To start the meal, I put a two-pound pork shoulder roast into a pot on the stove. Although many people like to roast barbeque in the oven, I find it works best on the range. This way, the meat stays juicy, I can check on its doneness more easily and it frees up the oven for other items.
Along with about a spoonful of olive oil, I rubbed the roast down with salt, pepper, paprika, cinnamon, Worcestershire sauce and molasses. I added about a third of a cup of apple cider vinegar to the pot as well. Being from the Tar Heel State, I always associate pork barbeque with Carolina style pulled pork and cook my pig with plenty of vinegar.
For a lazy Saturday, it’s nice to have such little prep work, and the next steps are even easier.
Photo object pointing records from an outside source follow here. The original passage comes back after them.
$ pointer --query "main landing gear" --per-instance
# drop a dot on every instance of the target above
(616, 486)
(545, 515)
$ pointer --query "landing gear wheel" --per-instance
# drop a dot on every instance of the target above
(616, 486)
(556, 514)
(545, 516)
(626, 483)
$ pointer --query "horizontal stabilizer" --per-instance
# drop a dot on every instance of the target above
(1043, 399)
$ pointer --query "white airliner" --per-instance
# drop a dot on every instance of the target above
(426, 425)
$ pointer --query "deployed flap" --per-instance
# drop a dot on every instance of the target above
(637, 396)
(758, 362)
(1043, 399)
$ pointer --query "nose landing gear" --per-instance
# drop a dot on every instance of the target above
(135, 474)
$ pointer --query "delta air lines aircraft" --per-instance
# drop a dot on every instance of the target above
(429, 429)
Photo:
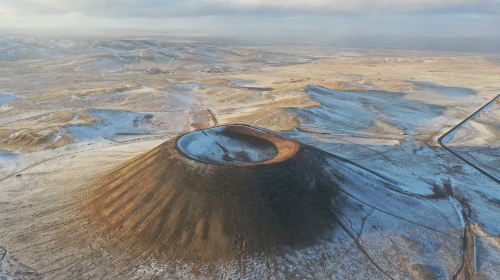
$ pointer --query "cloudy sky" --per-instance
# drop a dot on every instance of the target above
(454, 18)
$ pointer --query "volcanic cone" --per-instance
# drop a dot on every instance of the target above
(215, 193)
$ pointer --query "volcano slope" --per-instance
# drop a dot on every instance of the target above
(216, 193)
(240, 201)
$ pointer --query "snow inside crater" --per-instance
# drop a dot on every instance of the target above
(227, 145)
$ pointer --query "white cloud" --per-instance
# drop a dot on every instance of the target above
(216, 7)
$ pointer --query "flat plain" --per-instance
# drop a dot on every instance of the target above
(418, 133)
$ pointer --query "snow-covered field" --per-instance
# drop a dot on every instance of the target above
(71, 109)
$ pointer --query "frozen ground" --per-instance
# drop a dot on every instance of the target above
(415, 210)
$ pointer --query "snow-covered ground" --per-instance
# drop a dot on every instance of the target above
(86, 105)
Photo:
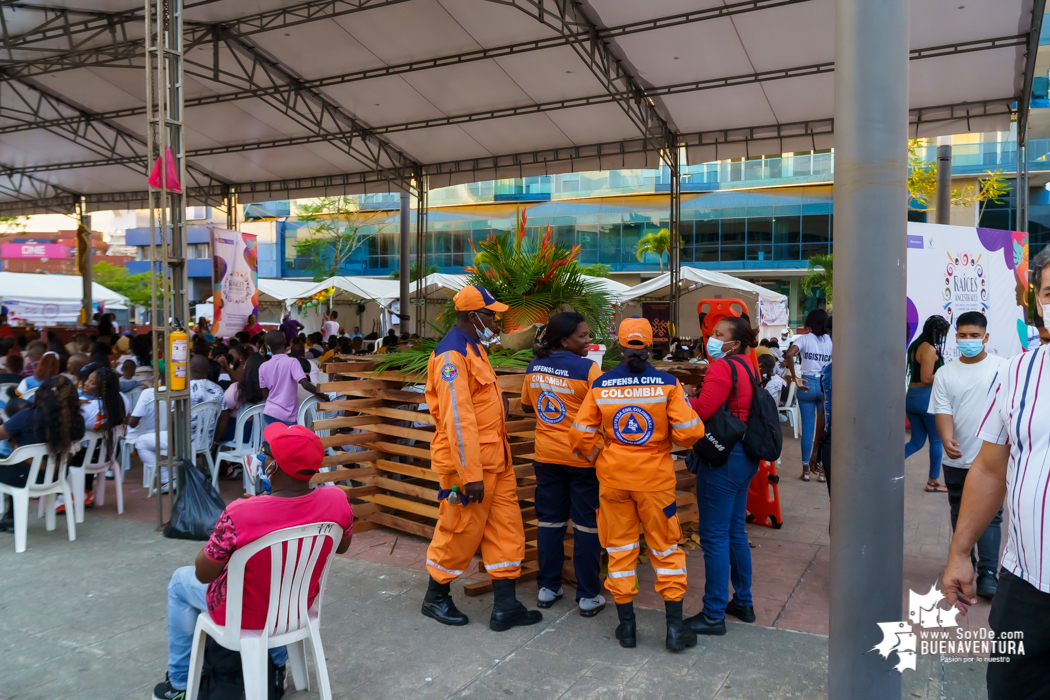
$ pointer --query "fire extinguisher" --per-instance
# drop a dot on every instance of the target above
(179, 342)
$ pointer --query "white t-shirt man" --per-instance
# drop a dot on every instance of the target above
(814, 353)
(961, 390)
(330, 327)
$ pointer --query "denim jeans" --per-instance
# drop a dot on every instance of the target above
(987, 548)
(721, 495)
(809, 399)
(923, 424)
(186, 600)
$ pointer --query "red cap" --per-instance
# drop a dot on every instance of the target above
(295, 448)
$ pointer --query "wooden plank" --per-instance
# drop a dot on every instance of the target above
(412, 527)
(400, 431)
(403, 504)
(358, 385)
(403, 450)
(349, 404)
(384, 484)
(343, 422)
(351, 458)
(349, 439)
(342, 475)
(401, 415)
(407, 469)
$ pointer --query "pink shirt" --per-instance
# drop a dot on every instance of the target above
(281, 374)
(247, 520)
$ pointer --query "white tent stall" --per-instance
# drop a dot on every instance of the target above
(46, 300)
(696, 284)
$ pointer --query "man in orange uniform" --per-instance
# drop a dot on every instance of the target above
(641, 411)
(471, 453)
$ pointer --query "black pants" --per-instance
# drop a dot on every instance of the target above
(987, 548)
(563, 492)
(1021, 607)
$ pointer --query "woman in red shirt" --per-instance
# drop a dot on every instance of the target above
(721, 492)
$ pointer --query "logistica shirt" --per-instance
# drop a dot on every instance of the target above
(555, 386)
(961, 390)
(814, 352)
(1014, 416)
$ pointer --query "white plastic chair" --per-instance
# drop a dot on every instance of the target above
(294, 556)
(235, 450)
(791, 408)
(96, 463)
(55, 482)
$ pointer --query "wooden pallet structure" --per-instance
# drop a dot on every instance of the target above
(392, 482)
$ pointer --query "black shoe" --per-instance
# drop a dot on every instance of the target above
(627, 631)
(165, 692)
(700, 623)
(742, 613)
(678, 636)
(519, 616)
(438, 605)
(986, 587)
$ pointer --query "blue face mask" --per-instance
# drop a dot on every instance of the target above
(970, 346)
(714, 348)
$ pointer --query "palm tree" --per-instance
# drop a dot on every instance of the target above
(820, 276)
(657, 244)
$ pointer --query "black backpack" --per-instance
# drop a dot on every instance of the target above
(763, 439)
(222, 677)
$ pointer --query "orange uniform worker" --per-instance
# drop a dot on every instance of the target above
(639, 411)
(554, 386)
(470, 451)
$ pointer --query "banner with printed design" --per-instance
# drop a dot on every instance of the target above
(956, 269)
(234, 274)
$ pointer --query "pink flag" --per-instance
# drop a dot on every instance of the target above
(170, 176)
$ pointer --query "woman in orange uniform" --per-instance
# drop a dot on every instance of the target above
(566, 486)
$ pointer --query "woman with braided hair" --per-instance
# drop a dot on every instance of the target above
(54, 420)
(566, 486)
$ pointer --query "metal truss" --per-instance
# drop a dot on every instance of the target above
(456, 59)
(567, 18)
(122, 50)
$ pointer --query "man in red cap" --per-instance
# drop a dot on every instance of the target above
(471, 454)
(294, 455)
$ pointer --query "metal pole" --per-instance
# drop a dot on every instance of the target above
(405, 278)
(944, 183)
(867, 489)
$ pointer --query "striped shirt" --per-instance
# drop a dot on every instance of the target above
(1009, 418)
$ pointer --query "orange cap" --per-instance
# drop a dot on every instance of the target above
(635, 332)
(473, 297)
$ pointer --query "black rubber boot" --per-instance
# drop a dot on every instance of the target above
(438, 605)
(507, 612)
(627, 631)
(678, 635)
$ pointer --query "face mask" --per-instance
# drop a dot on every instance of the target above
(970, 346)
(484, 333)
(714, 348)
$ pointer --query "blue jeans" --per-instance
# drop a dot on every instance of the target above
(562, 492)
(721, 495)
(809, 399)
(186, 600)
(923, 423)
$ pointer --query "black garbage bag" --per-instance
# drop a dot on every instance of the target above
(197, 507)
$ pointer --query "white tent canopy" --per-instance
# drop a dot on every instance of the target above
(693, 278)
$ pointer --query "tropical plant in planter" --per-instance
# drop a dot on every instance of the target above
(536, 278)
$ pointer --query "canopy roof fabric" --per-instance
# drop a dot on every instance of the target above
(305, 98)
(692, 279)
(55, 289)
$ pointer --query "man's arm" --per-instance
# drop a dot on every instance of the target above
(983, 496)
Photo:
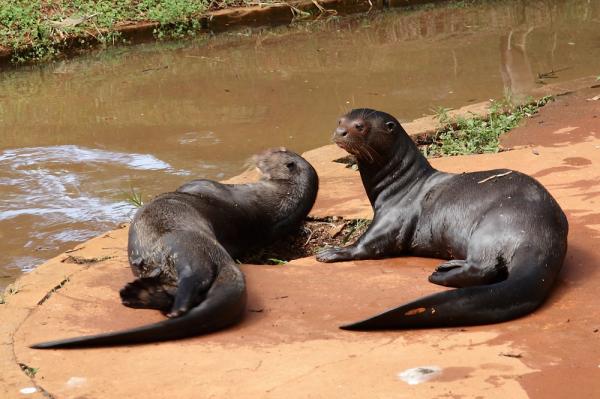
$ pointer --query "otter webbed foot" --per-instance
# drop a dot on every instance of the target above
(335, 254)
(146, 293)
(457, 273)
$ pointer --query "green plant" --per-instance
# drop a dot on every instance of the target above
(441, 114)
(134, 198)
(29, 371)
(477, 135)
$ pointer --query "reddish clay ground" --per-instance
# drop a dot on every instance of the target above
(289, 346)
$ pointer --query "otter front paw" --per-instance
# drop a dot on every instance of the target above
(334, 254)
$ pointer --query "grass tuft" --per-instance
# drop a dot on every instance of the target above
(463, 136)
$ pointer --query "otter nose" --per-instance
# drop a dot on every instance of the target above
(340, 132)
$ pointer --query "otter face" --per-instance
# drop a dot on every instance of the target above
(366, 133)
(277, 164)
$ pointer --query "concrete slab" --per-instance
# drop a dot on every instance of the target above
(288, 344)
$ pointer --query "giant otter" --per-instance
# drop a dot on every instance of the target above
(183, 245)
(503, 234)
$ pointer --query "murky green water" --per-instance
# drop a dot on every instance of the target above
(76, 135)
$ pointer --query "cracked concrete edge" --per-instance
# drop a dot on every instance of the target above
(231, 18)
(29, 291)
(33, 287)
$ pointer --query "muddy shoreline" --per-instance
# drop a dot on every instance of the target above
(134, 32)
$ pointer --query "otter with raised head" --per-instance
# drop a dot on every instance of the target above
(182, 247)
(503, 234)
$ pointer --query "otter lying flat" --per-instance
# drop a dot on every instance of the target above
(182, 247)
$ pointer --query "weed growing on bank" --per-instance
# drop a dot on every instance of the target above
(41, 29)
(463, 136)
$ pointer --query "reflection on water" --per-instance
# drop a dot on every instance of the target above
(49, 191)
(76, 135)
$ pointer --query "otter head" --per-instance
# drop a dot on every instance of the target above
(367, 134)
(279, 164)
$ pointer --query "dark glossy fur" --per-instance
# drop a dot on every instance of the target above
(182, 247)
(504, 235)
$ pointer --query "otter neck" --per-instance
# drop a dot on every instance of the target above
(401, 168)
(292, 201)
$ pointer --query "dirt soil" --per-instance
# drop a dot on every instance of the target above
(289, 346)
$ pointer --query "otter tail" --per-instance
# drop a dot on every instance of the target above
(521, 293)
(224, 305)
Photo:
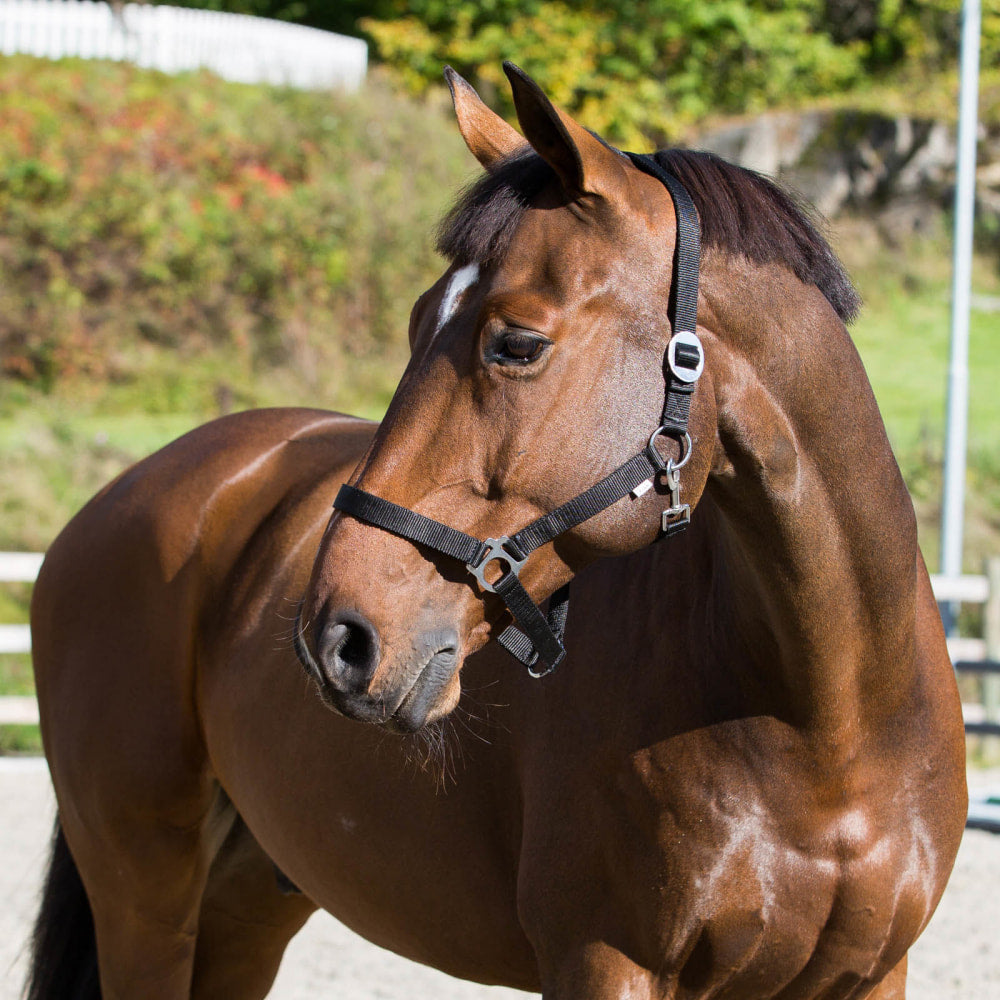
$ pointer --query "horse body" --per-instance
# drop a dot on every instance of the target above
(745, 781)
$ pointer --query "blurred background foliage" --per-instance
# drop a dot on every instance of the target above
(640, 71)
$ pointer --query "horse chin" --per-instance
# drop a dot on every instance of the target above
(433, 694)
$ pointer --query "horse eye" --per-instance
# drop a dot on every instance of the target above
(515, 347)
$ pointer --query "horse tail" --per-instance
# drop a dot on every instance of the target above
(63, 945)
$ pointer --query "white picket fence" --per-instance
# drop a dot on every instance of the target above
(173, 39)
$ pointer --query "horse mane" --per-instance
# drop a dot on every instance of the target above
(742, 213)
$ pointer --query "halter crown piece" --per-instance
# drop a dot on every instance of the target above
(536, 639)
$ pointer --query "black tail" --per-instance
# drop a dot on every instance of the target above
(63, 947)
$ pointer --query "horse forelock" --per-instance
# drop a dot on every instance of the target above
(741, 212)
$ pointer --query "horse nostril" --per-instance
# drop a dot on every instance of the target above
(348, 649)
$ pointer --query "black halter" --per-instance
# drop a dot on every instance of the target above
(536, 638)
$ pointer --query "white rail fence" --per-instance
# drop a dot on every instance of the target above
(174, 39)
(977, 656)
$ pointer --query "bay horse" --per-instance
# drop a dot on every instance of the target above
(745, 779)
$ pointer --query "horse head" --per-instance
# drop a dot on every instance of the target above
(537, 368)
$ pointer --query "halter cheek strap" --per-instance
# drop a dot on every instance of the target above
(536, 638)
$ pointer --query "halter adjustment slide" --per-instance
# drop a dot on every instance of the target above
(685, 356)
(496, 550)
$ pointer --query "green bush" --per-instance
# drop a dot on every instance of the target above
(143, 213)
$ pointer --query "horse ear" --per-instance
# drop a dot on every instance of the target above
(583, 163)
(489, 138)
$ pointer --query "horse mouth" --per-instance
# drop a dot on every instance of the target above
(417, 701)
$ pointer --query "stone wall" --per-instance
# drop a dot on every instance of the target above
(900, 169)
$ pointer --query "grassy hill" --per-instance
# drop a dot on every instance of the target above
(173, 248)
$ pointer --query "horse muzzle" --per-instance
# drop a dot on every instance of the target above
(404, 694)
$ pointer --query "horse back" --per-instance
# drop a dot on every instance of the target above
(127, 587)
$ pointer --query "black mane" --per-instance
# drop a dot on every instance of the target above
(741, 212)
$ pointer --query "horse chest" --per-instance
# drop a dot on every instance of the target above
(737, 893)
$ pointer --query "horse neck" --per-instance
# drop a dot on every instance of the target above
(822, 550)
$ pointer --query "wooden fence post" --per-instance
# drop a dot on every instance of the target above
(991, 635)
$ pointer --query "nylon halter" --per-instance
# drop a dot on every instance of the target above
(536, 639)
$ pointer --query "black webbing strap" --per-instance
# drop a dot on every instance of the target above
(583, 507)
(409, 524)
(677, 404)
(545, 632)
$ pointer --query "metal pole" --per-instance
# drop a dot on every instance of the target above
(953, 503)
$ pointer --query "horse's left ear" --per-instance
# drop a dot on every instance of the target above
(583, 163)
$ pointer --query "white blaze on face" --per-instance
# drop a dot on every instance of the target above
(461, 281)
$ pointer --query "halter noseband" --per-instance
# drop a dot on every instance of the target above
(536, 638)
I put the burner on medium-low heat, cover the pot and let the meat cook for one hour and 45 minutes. I try to turn it at least once so it cooks evenly on both sides. It’s important not move it too much, though. Otherwise, the heat won’t penetrate as deeply and the pork will take longer to cook.
At this point, the BBQ starts falling apart. Instead of cutting the meat – since this is pulled pork – I use either tongs or forks to break the roast into small pieces, but I don’t completely shred it just yet. Next, I add about 2/3 of a cup of store-bought barbeque sauce – we usually opt for Rufus Teague – and put everything on medium heat for around 20 minutes.
To finish the barbeque, all that’s left is to shred it. After turning off the heat, I use a couple of forks to pull the meat into strips. Since the pork has cooked for so long and is already separating on its own, this step is fairly easy. Once everything is well shredded, it’s ready to eat!
Now, it’s time to turn our attention to the side dish. Once I get the pork cooking, I prep and chop my veggies. For Saturday’s dinner, I used five carrots, six small russet potatoes, four fennel bulbs and a large red onion. These vegetables are fairly easy to prep – just peel the carrots and the onion, wash the potatoes and cut the stalks off the fennel – and I only give them a rough chop. Since they’ll roast for a long time, I cut the veggies into fairly large pieces so that they cook through without turning into mush.
As I cut the vegetables, I place them into a large baking pan. Once they’re all chopped, I toss them in a tablespoon of olive oil and season them with salt, pepper, rosemary, thyme and sage. Then, I cover the pan with aluminum foil, and bake it in the oven at 360 degrees for one hour.
By now, most of the vegetables are cooked through and fork tender. However, I take the foil off and place them back in the oven at 375 for 25 minutes in order to brown them. Simply baking root veggies might cook them, but it doesn’t do much to bolster their flavor. By cooking them uncovered for even a short amount of time, it ensures that they turn a nice golden color. When the outside layer begins to caramelize, it changes the taste and makes everything a bit sweeter and richer in flavor.
If my BBQ and vegetables aren’t done at the same time or we want to wait a bit for dinner – which often happens on a lazy Saturday – I turn the heat off and leave the veggies in the stove or the pork on the range until we’re ready to eat. Before plating, I toast a few pieces of bread – we used a French sourdough – for the sandwiches. Then, I simply pile on the barbeque, spoon out the vegetables and dig in!
The whole meal cost around $30. With enough food for 6 portions, that comes to $5 per serving. Remember that you can always use vegetables that are on sale and skip the premade barbeque sauce to save even more money.
All in all, our meal of pulled pork BBQ sandwiches with roasted root vegetables was delicious, affordable and slow-cooked, and it made an excellent end to a wonderful Saturday. I hope you get the chance to try it too.